Quantifying human movement

A missile-tracking technology re-appropriated to tracking player movement on a sporting field is one of the most revolutionary developments in sports analysis in my lifetime. Stats LLC's SportVU product uses multiple cameras to track player movement on a field of play. The possibilities for a deeper understanding of any game are mind-boggling.

Stats LLC gave Zach Lowe of Grantland.com some SportsVU data from the 2012-13 NBA season, and he posted some observations from his dissection of that dataset. It's a goldmine. What's most shocking is that only 15 of the NBA's 30 teams have installed the SportVU camera system in their stadiums.

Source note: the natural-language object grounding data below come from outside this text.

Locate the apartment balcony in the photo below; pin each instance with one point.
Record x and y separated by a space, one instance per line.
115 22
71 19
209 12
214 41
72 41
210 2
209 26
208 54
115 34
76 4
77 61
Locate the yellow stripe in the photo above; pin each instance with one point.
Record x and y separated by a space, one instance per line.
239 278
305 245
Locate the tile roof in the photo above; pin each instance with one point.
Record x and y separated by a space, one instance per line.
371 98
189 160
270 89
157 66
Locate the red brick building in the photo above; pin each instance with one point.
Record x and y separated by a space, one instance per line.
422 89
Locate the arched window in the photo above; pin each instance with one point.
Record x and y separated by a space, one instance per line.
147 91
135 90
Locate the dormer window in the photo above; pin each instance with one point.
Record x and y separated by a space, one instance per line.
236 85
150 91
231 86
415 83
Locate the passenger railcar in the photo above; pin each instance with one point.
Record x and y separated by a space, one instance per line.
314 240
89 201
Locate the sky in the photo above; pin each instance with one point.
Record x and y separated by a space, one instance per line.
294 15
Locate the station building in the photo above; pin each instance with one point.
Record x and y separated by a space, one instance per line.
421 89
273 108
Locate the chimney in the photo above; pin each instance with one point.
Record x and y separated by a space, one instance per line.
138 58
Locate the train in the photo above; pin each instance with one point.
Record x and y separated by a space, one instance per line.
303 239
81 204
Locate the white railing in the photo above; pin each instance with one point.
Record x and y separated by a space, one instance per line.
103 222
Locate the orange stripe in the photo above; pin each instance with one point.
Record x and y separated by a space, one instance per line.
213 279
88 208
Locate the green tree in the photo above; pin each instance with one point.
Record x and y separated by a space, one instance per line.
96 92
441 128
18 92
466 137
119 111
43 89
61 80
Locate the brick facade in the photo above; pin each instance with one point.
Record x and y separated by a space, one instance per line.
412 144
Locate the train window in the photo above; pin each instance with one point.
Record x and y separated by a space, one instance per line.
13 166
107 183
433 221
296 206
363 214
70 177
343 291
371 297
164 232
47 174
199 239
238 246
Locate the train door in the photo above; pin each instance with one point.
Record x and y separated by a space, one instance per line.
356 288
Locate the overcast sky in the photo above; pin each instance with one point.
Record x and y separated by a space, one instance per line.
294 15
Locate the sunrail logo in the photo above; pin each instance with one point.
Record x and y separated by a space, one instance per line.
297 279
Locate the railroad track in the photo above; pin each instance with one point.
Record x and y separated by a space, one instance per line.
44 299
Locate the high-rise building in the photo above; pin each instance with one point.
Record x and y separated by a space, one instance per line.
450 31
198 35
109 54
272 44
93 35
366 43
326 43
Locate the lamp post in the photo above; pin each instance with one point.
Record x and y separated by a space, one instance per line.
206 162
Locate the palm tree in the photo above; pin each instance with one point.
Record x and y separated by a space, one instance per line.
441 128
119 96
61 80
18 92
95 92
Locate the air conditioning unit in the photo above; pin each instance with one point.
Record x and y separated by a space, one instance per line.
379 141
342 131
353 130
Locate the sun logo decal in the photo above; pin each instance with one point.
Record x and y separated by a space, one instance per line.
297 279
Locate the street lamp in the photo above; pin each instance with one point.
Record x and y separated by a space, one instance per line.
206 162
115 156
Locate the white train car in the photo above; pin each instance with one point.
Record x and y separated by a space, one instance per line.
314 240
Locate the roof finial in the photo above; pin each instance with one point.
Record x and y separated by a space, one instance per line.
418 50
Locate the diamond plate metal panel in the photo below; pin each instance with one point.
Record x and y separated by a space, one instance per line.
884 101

Basketball can be thought of a network in which you have 5 nodes distributed through space, and the goal is to get the ball to the node with the greatest chance of scoring a basket (which in turn can be based on field goal percentage space charts). Spatial analysis can analyze how consistent a team is at getting the ball to the proper node, regardless of outcome.

I first heard of the practice of tracking players' movement through space from baseball, where it was used to track defense. Traditional defensive stats are a very weak measure of defense because a player like Derek Jeter with poor lateral movement might not reach a ball that another player with greater range might get to but mishandle for an error.

Sportvision's FIELDf/x service uses cameras to track the position of players at the moment the baseball is hit, and it also tracks the trajectory and velocity of the batted ball. It allows front offices to more accurately assess the defensive skill of a player, distinguishing between a play that looks difficult and a play that actually is difficult. Gold Gloves in baseball are still the result of a flawed voting system, but thanks to the new defensive tracking tools, we have a much better idea who the real defensive stars are at each position. The only question now is whether the data will be made available to the public, or whether it's more lucrative to keep it private, licensable only by MLB teams.

Such technology is being used in multiple sports, now, and the result is an increase in the accuracy of measuring a person's true output or performance. This should, in theory, lead to more equitable salary allocation.

One of the most unique things about sports, in contrast to the business world, is that salaries are largely public. Technology companies often speak of transparency as a core principle, yet the one area transparency has not worked is in compensation (except for really senior officers at publicly traded companies).

The primary reason it wouldn't work in business is that measuring performance is nowhere near as simple as it is in sports, where all players perform in front of an audience of millions in every contest, and where widely available statistical output is seen as a decent proxy for value.

In fact, in business, measuring skill and value is so difficult that even interviewing and hiring are processes with high error rates. Separating a person's value from their context is extremely complicated, and even in sports, statistics are a poor measure of future production when the competition is unevenly distributed, as it is in high school, college, and the minor leagues (if it were easier to evaluate athletes in those levels, you'd expect professional production of draft picks to follow a nicely descending curve down and to the right, but instead it's quite lumpy).

For certain crafts, it's become easier to evaluate skill. For designers and programmers, for example, you can examine a body of work, say a portfolio or previous code, and you can ask candidates to solve problems live. Given the money involved in sports, I'd expect more and more to be spent on trying to evaluate a player's true performance. That might involve asking potential draft picks to wear tracking devices during games, or teams might simply start installing systems like SportsVU in more and more stadiums so player performance can be more accurately quantified.

As a sports fan, I'm curious to see what types of data we'll be able to see in broadcasts of the future. The number of miles run by each soccer player on the field. The average angular differential between where a tennis player hit a ball and where their opponent was at the moment of impact. Which center fielders in baseball would have likely caught a ball that ended up splitting the gap for a double against the player in center field at that moment. The open shot percentage that any NBA team gives up, on average (an open shot being defined by the nearest defender being over X feet away at the time of the shot). The possibilities are endless.

Some find the increased statistical dissection of sports dull and soul-deadening, but I suspect the opposite is true, that when we translate human motion into figures, we'll truly appreciate just how remarkable the world's greatest athletes really are.